Donald Rumsfeld, who's never been in direct command of military troops to the best of my knowledge, ignored the advice of several generals in regards to the number of troops sent to Iraq in the first place. Regardless of the moral underpinnings of the war (I'll hit those next), when people who do not know how to fight a war decide they know more than people who have spent their entire lifetimes studying the subject, you've got problems guaranteed to follow. Not only did we not have enough troops on the ground to maintain stability (a shaky proposition at best, anyway), we had no strategy for how to deal with the situation AFTER Iraq's defeat outside of the sunny proposition that we would be hailed as liberators of an oppressed society--which lasted for about two days.

Moving onward--the dubious moral prospects of both. Vietnam actually comes out stronger in this case--I mean, we DID go in there to support a government against overthrow. It was even a democracy already. Unfortunately, it was a blatantly corrupt democracy and we did nothing to leverage it into cleaning up its act. This cost us a lot of indigenous support, because people saw us as only coming to maintain their miserable status quo. That turned into the best recruiting tool the Viet Cong could ever ask for.

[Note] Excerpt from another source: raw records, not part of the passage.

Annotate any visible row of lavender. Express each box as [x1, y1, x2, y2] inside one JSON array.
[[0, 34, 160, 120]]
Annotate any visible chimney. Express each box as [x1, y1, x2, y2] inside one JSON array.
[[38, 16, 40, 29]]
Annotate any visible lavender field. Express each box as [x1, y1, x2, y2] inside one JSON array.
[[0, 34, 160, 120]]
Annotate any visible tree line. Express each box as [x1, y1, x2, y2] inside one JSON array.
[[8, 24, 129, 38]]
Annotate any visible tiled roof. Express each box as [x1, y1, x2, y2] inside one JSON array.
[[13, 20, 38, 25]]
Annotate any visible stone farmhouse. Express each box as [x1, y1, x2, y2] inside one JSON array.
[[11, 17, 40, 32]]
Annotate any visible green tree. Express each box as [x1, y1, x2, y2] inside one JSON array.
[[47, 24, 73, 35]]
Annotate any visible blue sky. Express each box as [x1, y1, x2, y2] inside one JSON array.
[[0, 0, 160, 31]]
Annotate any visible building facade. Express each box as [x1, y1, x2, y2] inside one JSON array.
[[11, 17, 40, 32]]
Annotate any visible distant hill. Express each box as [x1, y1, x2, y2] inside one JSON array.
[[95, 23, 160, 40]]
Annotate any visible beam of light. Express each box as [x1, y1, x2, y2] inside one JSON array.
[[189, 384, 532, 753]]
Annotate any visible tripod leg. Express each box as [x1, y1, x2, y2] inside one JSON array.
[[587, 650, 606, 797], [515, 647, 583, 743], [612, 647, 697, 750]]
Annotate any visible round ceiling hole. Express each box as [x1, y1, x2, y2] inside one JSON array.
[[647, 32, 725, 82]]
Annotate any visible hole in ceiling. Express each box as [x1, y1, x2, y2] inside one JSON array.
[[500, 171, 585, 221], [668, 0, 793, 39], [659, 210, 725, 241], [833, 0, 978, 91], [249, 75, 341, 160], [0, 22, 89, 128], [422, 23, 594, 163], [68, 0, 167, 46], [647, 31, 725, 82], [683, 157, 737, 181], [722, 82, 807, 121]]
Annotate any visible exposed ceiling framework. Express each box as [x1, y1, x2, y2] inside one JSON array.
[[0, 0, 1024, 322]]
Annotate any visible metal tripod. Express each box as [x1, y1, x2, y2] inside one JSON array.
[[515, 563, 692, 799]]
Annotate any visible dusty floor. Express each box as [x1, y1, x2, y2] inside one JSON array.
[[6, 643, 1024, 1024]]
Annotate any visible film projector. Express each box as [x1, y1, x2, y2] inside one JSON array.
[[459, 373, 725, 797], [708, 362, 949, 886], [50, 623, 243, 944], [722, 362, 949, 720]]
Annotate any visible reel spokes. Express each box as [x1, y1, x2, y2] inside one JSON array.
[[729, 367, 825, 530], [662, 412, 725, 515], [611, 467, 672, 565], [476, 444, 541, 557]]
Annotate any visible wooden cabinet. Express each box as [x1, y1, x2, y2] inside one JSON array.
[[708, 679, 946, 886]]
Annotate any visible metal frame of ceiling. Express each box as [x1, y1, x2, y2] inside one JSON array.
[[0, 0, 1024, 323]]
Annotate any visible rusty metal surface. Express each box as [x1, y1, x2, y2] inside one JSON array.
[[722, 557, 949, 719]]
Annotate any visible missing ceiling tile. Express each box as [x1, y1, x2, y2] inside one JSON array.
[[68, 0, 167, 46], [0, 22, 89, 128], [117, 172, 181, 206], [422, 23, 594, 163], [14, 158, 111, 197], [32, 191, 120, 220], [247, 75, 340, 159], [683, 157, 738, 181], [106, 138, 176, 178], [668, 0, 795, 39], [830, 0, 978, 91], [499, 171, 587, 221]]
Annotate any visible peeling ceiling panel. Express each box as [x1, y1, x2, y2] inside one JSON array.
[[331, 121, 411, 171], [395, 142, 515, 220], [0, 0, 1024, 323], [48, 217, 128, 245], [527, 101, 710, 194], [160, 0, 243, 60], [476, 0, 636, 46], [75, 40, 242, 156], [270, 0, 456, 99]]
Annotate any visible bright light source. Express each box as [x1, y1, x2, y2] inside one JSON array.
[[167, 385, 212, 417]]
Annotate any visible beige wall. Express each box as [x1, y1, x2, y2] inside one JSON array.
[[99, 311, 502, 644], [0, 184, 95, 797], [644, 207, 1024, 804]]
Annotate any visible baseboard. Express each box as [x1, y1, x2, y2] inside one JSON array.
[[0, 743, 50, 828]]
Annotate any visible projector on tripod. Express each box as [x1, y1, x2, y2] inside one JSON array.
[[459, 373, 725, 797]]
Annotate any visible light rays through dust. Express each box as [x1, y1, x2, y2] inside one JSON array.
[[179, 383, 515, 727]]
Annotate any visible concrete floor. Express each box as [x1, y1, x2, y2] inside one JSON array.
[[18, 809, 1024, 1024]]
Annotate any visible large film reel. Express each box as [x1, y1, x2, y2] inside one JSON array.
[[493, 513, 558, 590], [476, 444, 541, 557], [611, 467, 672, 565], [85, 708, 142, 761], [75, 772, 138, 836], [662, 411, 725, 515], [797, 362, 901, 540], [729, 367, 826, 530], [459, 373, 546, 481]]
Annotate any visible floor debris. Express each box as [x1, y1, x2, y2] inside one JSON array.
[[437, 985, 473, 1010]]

Amongst my readings earlier, I also came across an article out of the Christian Science Monitor (I know, what a hotbed of journalistic fervor, right?)--they interviewed three different specialists in Muslim society, asking them if the actions of the United States in the last five years had actually done anything to disrupt al Qaeda. One was Middle Eastern, one was American, and one was European (if I recall correctly)...and, surprisingly, they were in complete accord with each other--The United States was doing everything right...UNTIL they invaded Iraq. It is hard to imagine an action that would have played better into al Qaeda's hands, sort of actually nuking a target in the Muslim World. The repeated insistence that there WERE WMD's in Iraq (never proven), and that Saddam Hussein had ties with al Qaeda (still unproven, and according to most sources, even disproven), which grudgingly evolved to "We did the right thing because it just had to be done" has won us no friends in the world at large, and a lot of enemies in the Middle East.

(For the record, I do believe that we would have had to face down Saddam Hussein at SOME point. I also believe that it would have been far better to wait until the world demanded that we do it in some fit of moral outrage, because I have no doubt he would have given us the excuse. Apparently, the Powers-That-Be in Washington don't believe in the adage of 'give a man enough rope...')

The conduct of the war is yet another parallel. Vietnam had a slew of reported war atrocities (the most infamous being, perhaps, the single photograph of a RVN officer shooting a civilian in the head, execution-style)--and while they were not typical of how most people conducted the war there, they were widespread enough to cause outrage among allies and on the homefront. War is naturally an unpopular proposition--trying to conduct war without internal support is nigh impossible and a recipe for disaster.

Iraq has had Abu Ghraib, Guantanamo, CIA black-bag operations illegally spiriting captives across borders, dubious methods with even more dubious results, and regularly contradictory messages from the military personnel in-country and their leadership at home.

Y'know, looking at the equation, I'm hard-pressed to say where we learned a damned thing from Vietnam...except maybe to put the blame where it belongs. Support the troops, yes...but to hell with their leaders.